De financiële jungle van de wielersport
De Ronde van Vlaanderen van zondag zal nog eens aantonen hoe populair het wielrennen in ons land is. Maar ondanks haar succes steunt de wielersport op een wankel businessmodel met veel suikernonkels en één almachtige speler: ASO.
Meer dan een half miljoen toeschouwers, gemiddeld meer dan een miljoen Vlaamse televisiekijkers, een omzet van meer dan 2 miljoen euro: de Ronde van Vlaanderen is ook financieel een van de grootste Belgische sportmanifestaties van het jaar.

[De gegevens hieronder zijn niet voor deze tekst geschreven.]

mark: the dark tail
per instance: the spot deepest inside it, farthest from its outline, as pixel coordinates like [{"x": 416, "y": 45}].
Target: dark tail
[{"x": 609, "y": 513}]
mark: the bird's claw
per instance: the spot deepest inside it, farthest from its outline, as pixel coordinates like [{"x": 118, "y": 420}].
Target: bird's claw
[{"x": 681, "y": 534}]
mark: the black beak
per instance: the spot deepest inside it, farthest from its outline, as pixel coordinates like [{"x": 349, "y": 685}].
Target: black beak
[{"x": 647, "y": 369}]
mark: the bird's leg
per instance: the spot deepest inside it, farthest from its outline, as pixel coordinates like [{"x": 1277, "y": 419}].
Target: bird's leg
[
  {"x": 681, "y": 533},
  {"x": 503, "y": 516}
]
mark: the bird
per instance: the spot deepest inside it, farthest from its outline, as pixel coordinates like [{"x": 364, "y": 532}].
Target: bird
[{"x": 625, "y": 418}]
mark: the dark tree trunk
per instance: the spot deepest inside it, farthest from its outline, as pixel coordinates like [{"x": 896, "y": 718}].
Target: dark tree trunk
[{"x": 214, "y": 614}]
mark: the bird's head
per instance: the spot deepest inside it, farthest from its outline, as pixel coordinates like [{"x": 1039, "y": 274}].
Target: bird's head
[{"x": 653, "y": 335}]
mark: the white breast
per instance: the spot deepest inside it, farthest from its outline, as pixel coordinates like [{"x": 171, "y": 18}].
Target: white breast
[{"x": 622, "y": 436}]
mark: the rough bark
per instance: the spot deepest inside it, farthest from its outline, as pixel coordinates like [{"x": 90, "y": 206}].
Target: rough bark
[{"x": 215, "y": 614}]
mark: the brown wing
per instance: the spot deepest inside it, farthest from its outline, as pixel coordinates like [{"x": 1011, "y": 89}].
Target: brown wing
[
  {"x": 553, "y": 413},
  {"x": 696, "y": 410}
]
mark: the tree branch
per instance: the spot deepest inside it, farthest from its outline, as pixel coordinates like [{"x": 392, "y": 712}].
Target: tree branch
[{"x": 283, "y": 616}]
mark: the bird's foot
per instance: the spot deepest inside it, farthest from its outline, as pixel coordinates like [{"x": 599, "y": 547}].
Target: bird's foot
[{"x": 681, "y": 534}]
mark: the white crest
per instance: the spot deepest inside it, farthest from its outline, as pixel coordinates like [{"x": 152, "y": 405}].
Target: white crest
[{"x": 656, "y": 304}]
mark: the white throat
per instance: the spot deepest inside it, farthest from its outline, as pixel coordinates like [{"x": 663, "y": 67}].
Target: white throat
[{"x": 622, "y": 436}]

Toch blijft Ronde- organisator Flanders Classics van Wouter Vandenhaute in de schaduw van de echte machthebber in het wielerpeloton. Dat zijn niet de ploegen of de rijke sponsors. Wel Amaury Sport Organisation (ASO), de Franse eigenaar van de Tour de France en een aantal andere topkoersen zoals Parijs-Roubaix, een klassieker die volgende week plaatsvindt. ASO haalt al jaren miljoenen euro’s uit het wielrennen en verdeelt ze royaal onder zijn aandeelhouders. Flanders Classics slaagt erin break-even te werken, zonder meer. ASO heeft vooral het voordeel dat het de tv-rechten voor de Ronde van Frankrijk opstrijkt.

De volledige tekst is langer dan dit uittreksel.